Board analysis
If you believe ATI’s marketing materials, the 5970 is an “unlocked” graphics card with “massive” overclocking headroom. In fact, in during our discussion with ATI officials, the word “overbuilt” came up more than once. The way ATI sees it, the card is overbuilt for the 5850 speeds it runs at, and is basically a 5870 lurking in disguise just waiting to be unlocked.
But is it really overbuilt? Let’s see.
ATI says that the RV870 GPUs inside each Radeon 5970 are cherry-picked Cypress XT chips. In case you don’t know, Cypress XT chips are the same ones used in the Radeon 5870 – the 5850 relies on less capable Cypress Pro chips.
The Cypress XT chips used inside the Radeon 5970 are specially sorted at the factory for low leakage. They run at lower voltage than the Cypress XT chips used in regular Radeon 5870 cards and generate less heat.
In other words, they’re the very best chips ATI has to offer.
But it doesn’t stop there. ATI also employs a vapor chamber cooler that they say is rated to handle up to 400W. In stock form, the Radeon 5970 tops out at just 294W, so the stock 5970 cooling is more than capable of dissipating this heat, with room for much more.

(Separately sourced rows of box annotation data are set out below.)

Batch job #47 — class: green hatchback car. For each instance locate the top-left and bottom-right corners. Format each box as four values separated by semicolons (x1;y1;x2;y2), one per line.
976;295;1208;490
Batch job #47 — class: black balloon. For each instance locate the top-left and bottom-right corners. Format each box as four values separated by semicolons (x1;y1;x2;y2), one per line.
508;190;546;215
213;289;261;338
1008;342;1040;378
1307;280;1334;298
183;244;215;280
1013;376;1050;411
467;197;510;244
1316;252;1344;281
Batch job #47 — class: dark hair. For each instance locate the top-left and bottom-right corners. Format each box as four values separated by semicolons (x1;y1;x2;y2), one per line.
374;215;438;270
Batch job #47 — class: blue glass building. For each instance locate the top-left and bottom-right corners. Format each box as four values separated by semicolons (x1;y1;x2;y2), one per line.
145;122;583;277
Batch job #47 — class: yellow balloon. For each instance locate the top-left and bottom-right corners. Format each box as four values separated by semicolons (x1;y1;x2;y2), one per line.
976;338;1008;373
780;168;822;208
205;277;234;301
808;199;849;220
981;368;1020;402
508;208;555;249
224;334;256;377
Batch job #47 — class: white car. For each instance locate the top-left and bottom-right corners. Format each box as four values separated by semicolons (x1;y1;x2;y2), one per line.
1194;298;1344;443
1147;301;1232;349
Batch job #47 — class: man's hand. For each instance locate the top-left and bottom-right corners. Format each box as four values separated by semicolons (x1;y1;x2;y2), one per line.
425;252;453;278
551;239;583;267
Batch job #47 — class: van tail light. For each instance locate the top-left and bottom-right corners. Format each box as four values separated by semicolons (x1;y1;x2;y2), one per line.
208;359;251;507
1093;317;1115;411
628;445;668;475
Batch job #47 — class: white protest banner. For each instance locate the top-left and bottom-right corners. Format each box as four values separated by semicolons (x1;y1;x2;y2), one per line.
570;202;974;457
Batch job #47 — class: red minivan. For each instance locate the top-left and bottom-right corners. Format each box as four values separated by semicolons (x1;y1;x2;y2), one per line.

The vapor chamber cooler ATI employs is a custom design made in-house by ATI. ATI says that their cooler is not based on Sapphire’s vapor chamber technology, which is sourced from a Taiwanese company named Microloops and was recently hit with a patent infringement suit from a company based here in the US, Convergence Technologies.
The vapor chamber cooler is made completely from copper and is cooled by a dual-slot aluminum heatsink with large rolled fins. An aluminum base plate is then placed on the underside of the card to help dissipate heat off the bottom of the PCB, as well as provide an additional form of protection for the GDDR5 memory modules located on the bottom of the card from being accidentally damaged during shipping.
Like the Radeon 5870, the length of the Radeon 5970 actually helps boost its cooling performance. Heat from the GPU is dispersed along a plate that’s 10” in length. The plastic duct itself is 12” long and has a full-size exhaust vent out back. The Radeon 5870’s exhaust vent is half as large in comparison.
![ATI Radeon 5970 Performance Preview [ Size comparison: 5850 (bottom) 5870 (middle) and 5970 (top) @ 1600 x 1200 ] > View Full-Size in another window.](images/19-s.jpg) Size comparison: 5850 (bottom) 5870 (middle) and 5970 (top)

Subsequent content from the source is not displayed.